Several studies have evaluated the effects of cues to improve attention in children with ADHD (Karatekin, 2006; O'Connell et al., 2006; Rapport et al., 1996). Karatekin (Karatekin, 2006) showed that adolescents with ADHD had deficits in accuracy and reaction time during antisaccade tasks relative to typically developing adolescents, but improved with the implementation of visual and auditory cognitive scaffolds. O'Connell et al. (O’Connell et al., 2006) reported that although alerting cues improved short-term sustained attention in children with ADHD, they did not improve sustained attention throughout the experimental task. Finally, Rapport et al. (Rapport et al., 1996) compared methylphenidate to an attentional training intervention in two girls with ADHD and found that both improved performance on a continuous performance task and on the Matching Unfamiliar Figures Test. However, these cognitive effects were not maintained during withdrawal of these interventions, and neither was the short-term impact of methylphenidate and the attention training system on observed behavior.

Other studies have focused on improving attention in children with ADHD through more intensive, targeted attention-focused training programs. Kerns et al. (Kerns et al., 1999) evaluated the program Pay Attention!, which uses a set of visual and auditory activities designed to train different levels of attention, including sustained, selective, alternating, and divided attention. Results indicated improvements on several neurocognitive and academic achievement measures compared to controls. However, only minimal changes in ADHD behavioral symptoms were reported by teachers, and parents reported no changes. More recently, a computerized progressive attentional training (CPAT) program was evaluated in 20 children with ADHD (Shalev et al., 2007) and showed improved performance on nonstandardized academic tests (i.e., reading comprehension, speed of copying) as well as parent-reported inattentive symptoms at home.

In addition to attention-based interventions, the Cogmed Working Memory Training Program (Cogmed) has demonstrated efficacy for enhancing working memory and reducing behavioral symptoms of ADHD (Klingberg et al., 2002; Klingberg et al., 2005). In two studies involving children with ADHD, Cogmed was compared to an identical computer program that implemented low difficulty working memory tasks unadjusted to meet the working memory levels of the child.
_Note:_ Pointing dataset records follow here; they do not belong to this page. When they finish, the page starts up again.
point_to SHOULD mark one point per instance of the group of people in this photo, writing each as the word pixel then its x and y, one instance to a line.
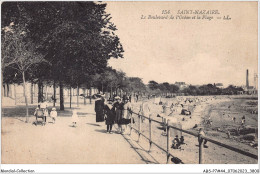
pixel 116 112
pixel 43 112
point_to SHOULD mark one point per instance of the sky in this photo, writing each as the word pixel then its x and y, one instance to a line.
pixel 193 51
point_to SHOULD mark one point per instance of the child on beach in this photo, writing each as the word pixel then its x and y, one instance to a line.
pixel 53 115
pixel 74 118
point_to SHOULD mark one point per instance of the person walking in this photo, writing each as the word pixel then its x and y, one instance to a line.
pixel 74 117
pixel 109 116
pixel 126 115
pixel 118 106
pixel 99 109
pixel 53 114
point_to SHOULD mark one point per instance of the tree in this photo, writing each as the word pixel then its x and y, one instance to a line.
pixel 153 85
pixel 26 56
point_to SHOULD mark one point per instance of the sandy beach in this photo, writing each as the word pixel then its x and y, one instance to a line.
pixel 60 143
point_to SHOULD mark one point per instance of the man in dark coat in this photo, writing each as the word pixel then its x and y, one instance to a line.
pixel 99 109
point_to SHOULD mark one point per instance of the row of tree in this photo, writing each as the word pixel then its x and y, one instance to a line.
pixel 61 43
pixel 209 89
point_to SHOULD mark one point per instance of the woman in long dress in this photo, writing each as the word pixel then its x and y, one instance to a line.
pixel 126 118
pixel 118 106
pixel 110 116
pixel 99 109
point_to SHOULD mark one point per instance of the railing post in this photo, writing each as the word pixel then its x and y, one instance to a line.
pixel 168 141
pixel 139 126
pixel 150 132
pixel 200 139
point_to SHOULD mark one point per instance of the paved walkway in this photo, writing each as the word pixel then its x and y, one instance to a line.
pixel 60 143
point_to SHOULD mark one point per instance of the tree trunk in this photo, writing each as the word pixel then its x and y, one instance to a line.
pixel 7 90
pixel 90 95
pixel 2 82
pixel 77 96
pixel 31 93
pixel 61 97
pixel 54 93
pixel 70 97
pixel 40 94
pixel 84 91
pixel 15 100
pixel 25 98
pixel 46 92
pixel 111 92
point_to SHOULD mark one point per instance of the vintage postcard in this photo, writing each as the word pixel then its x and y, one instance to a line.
pixel 131 82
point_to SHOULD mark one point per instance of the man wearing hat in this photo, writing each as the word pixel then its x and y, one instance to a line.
pixel 53 114
pixel 99 108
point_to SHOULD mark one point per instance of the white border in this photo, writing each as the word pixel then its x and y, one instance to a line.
pixel 132 168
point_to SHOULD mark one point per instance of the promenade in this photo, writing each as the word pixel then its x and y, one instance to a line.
pixel 59 143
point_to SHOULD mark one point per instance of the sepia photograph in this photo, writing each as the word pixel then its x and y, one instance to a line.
pixel 129 82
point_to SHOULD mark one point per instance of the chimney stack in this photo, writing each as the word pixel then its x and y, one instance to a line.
pixel 247 81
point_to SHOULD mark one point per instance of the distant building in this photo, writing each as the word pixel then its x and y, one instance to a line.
pixel 181 85
pixel 250 89
pixel 219 85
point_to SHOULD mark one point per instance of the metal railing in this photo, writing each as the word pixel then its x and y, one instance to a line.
pixel 201 138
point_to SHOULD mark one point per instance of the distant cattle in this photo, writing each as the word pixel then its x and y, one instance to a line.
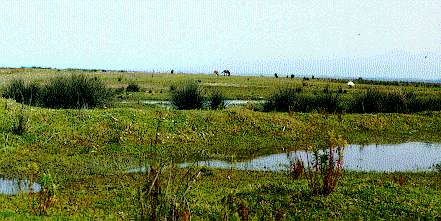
pixel 226 72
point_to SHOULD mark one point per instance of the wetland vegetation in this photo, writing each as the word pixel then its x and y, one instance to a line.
pixel 80 150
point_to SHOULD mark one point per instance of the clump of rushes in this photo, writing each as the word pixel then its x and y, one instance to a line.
pixel 296 169
pixel 75 91
pixel 217 100
pixel 22 92
pixel 326 168
pixel 189 96
pixel 20 123
pixel 133 87
pixel 283 100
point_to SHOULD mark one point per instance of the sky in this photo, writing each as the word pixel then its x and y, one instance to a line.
pixel 348 38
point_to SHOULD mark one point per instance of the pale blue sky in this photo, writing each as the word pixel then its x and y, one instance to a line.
pixel 247 37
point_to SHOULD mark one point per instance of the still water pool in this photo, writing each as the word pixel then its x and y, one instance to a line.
pixel 13 186
pixel 404 157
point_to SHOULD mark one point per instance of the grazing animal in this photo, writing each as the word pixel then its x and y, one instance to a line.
pixel 226 72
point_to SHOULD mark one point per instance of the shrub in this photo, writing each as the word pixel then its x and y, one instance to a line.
pixel 326 167
pixel 295 100
pixel 20 124
pixel 189 96
pixel 296 169
pixel 283 100
pixel 75 91
pixel 22 92
pixel 132 87
pixel 217 100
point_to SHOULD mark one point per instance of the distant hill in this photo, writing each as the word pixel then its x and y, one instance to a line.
pixel 391 66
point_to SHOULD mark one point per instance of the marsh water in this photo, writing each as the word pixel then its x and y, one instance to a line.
pixel 228 103
pixel 14 186
pixel 404 157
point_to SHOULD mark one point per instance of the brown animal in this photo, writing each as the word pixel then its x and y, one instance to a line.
pixel 226 72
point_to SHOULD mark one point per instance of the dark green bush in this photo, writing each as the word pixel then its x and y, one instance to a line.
pixel 217 100
pixel 22 92
pixel 283 100
pixel 132 87
pixel 295 100
pixel 189 96
pixel 75 91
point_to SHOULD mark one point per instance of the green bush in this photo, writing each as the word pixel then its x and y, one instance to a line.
pixel 132 87
pixel 187 97
pixel 75 91
pixel 295 100
pixel 22 92
pixel 217 100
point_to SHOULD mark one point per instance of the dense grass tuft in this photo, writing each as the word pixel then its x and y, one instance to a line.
pixel 217 100
pixel 187 97
pixel 22 92
pixel 75 91
pixel 369 101
pixel 132 87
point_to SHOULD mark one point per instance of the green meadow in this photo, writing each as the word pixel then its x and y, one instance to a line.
pixel 82 157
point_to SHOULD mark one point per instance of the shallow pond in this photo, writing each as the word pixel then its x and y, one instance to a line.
pixel 403 157
pixel 228 103
pixel 13 186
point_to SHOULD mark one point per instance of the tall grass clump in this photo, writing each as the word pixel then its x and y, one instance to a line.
pixel 284 100
pixel 188 96
pixel 133 87
pixel 75 91
pixel 375 101
pixel 296 100
pixel 326 166
pixel 26 93
pixel 217 100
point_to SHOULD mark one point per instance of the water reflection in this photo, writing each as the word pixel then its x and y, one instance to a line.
pixel 14 186
pixel 389 158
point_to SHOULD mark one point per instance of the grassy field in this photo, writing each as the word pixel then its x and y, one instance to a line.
pixel 89 151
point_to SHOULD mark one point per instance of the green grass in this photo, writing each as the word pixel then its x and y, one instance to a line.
pixel 88 152
pixel 359 195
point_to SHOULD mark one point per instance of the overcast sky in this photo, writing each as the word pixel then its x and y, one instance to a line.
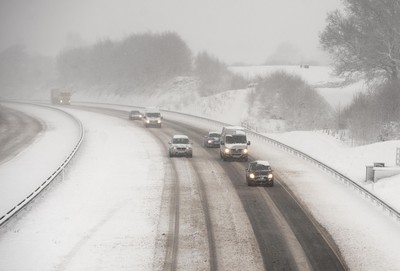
pixel 247 31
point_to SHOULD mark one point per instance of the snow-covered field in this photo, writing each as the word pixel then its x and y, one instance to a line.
pixel 368 238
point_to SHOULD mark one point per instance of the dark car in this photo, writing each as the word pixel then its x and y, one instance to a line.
pixel 180 146
pixel 212 140
pixel 135 115
pixel 259 172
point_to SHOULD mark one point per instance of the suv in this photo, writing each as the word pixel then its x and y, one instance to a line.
pixel 234 144
pixel 212 140
pixel 180 146
pixel 259 172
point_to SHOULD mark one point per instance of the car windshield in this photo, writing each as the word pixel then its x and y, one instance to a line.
pixel 180 141
pixel 153 115
pixel 261 167
pixel 235 139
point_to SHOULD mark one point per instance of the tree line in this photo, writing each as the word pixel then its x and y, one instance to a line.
pixel 364 41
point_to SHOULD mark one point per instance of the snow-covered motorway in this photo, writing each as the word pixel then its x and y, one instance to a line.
pixel 123 205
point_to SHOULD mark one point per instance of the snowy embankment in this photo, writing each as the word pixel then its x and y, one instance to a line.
pixel 103 215
pixel 37 162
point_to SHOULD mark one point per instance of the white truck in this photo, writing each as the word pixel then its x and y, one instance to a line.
pixel 152 117
pixel 234 144
pixel 59 96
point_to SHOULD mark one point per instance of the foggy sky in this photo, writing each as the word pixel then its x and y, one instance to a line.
pixel 233 30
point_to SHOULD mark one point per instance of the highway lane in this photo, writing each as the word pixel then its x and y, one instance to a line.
pixel 17 131
pixel 287 236
pixel 202 223
pixel 291 240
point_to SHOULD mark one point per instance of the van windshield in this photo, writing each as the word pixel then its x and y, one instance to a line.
pixel 231 139
pixel 180 140
pixel 153 115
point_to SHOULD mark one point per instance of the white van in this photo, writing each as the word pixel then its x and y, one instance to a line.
pixel 234 144
pixel 152 117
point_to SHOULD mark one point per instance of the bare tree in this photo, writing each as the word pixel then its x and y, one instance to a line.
pixel 365 38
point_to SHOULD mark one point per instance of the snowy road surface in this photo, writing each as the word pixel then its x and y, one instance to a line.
pixel 108 218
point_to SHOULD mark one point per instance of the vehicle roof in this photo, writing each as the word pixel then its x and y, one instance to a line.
pixel 261 162
pixel 233 128
pixel 180 136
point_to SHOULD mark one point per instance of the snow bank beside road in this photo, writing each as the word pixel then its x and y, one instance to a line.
pixel 36 162
pixel 105 216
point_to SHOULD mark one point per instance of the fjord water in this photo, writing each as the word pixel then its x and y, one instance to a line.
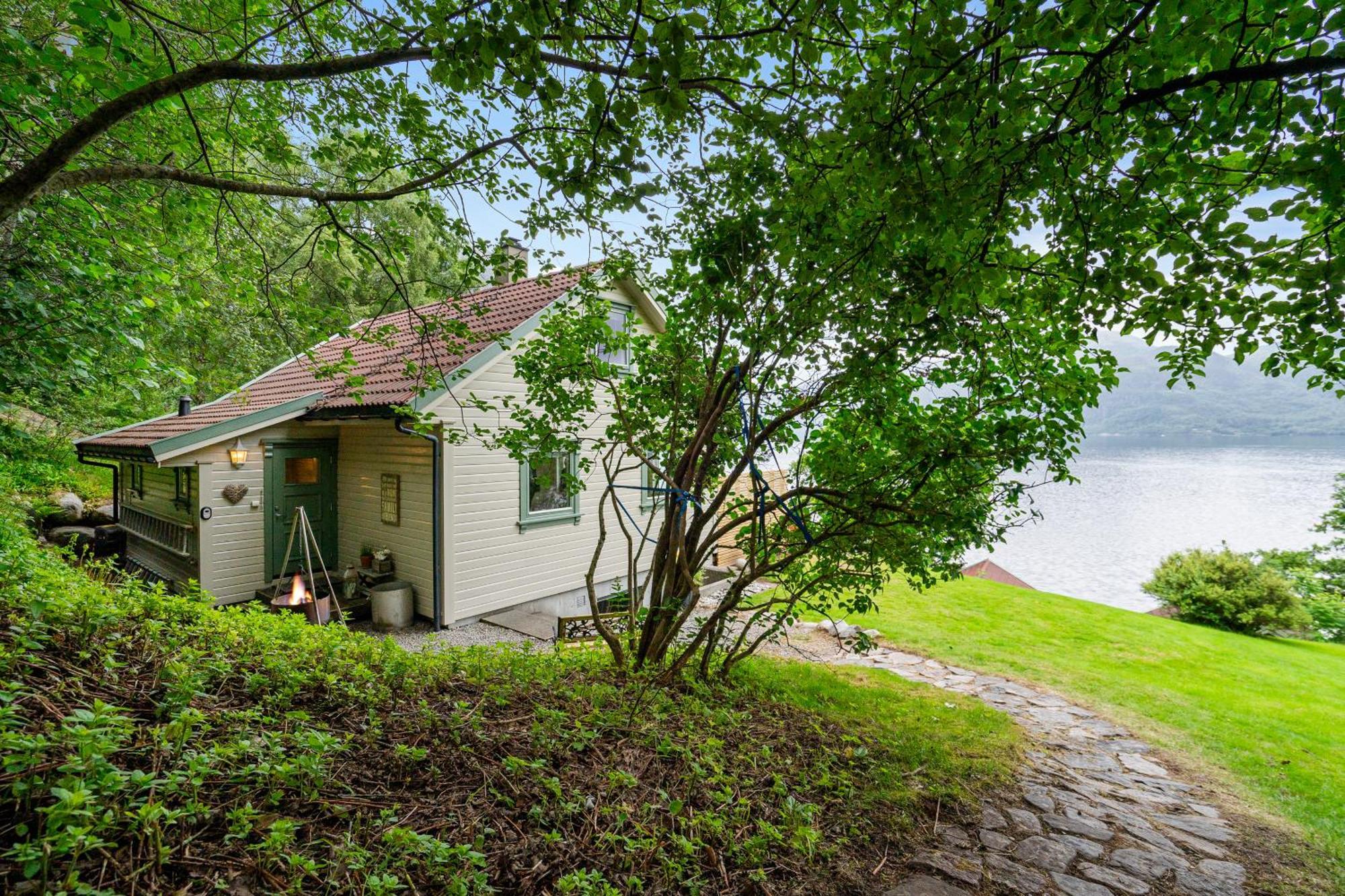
pixel 1140 499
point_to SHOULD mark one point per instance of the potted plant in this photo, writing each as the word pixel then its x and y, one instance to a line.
pixel 383 560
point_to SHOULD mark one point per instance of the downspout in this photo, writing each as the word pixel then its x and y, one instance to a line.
pixel 116 477
pixel 436 516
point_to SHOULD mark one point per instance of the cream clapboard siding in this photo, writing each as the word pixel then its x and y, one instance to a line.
pixel 496 565
pixel 367 452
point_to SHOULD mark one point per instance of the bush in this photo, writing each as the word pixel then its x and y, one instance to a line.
pixel 1319 580
pixel 1227 589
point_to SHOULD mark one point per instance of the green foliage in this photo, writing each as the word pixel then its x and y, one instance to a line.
pixel 40 460
pixel 184 745
pixel 1227 589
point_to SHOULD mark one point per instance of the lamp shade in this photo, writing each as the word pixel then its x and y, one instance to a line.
pixel 237 454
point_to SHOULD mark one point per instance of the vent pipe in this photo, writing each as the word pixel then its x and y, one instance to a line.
pixel 516 263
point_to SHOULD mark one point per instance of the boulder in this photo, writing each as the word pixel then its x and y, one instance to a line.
pixel 71 510
pixel 79 538
pixel 100 516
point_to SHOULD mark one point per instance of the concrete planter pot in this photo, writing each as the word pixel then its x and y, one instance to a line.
pixel 392 604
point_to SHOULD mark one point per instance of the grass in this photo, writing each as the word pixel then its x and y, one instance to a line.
pixel 1268 715
pixel 155 744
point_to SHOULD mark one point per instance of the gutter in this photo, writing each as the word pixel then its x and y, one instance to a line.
pixel 436 516
pixel 116 477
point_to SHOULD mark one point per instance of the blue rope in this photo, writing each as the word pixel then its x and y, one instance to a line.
pixel 680 495
pixel 761 486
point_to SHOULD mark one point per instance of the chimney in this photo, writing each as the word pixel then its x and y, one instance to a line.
pixel 516 261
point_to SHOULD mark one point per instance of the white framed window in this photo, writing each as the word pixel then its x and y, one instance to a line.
pixel 618 321
pixel 543 499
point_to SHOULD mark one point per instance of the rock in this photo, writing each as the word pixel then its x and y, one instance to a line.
pixel 1086 848
pixel 1233 872
pixel 1148 864
pixel 79 538
pixel 1198 884
pixel 1026 821
pixel 1039 797
pixel 992 818
pixel 995 840
pixel 1048 854
pixel 72 507
pixel 1047 700
pixel 956 865
pixel 1198 825
pixel 1082 826
pixel 1075 887
pixel 1090 762
pixel 925 885
pixel 956 836
pixel 1114 879
pixel 1196 844
pixel 1152 837
pixel 1141 766
pixel 1015 876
In a multisite clinical trial (Klingberg et al., 2005), beneficial effects of Cogmed were reported in school-aged children with ADHD. Significant intervention effects were found on measures of visual (Span board) and verbal (Digit Span from the WISC-III) working memory, nonverbal complex reasoning (Raven’s Progressive Matrices), and response inhibition (Stroop task), compared to the low-level working memory computer task. Notably, results from this study also found maintenance of treatment gains on several outcomes at 3-month follow-up. However, treatment effects were found on parent but not teacher ratings of children’s ADHD behavior and oppositionality.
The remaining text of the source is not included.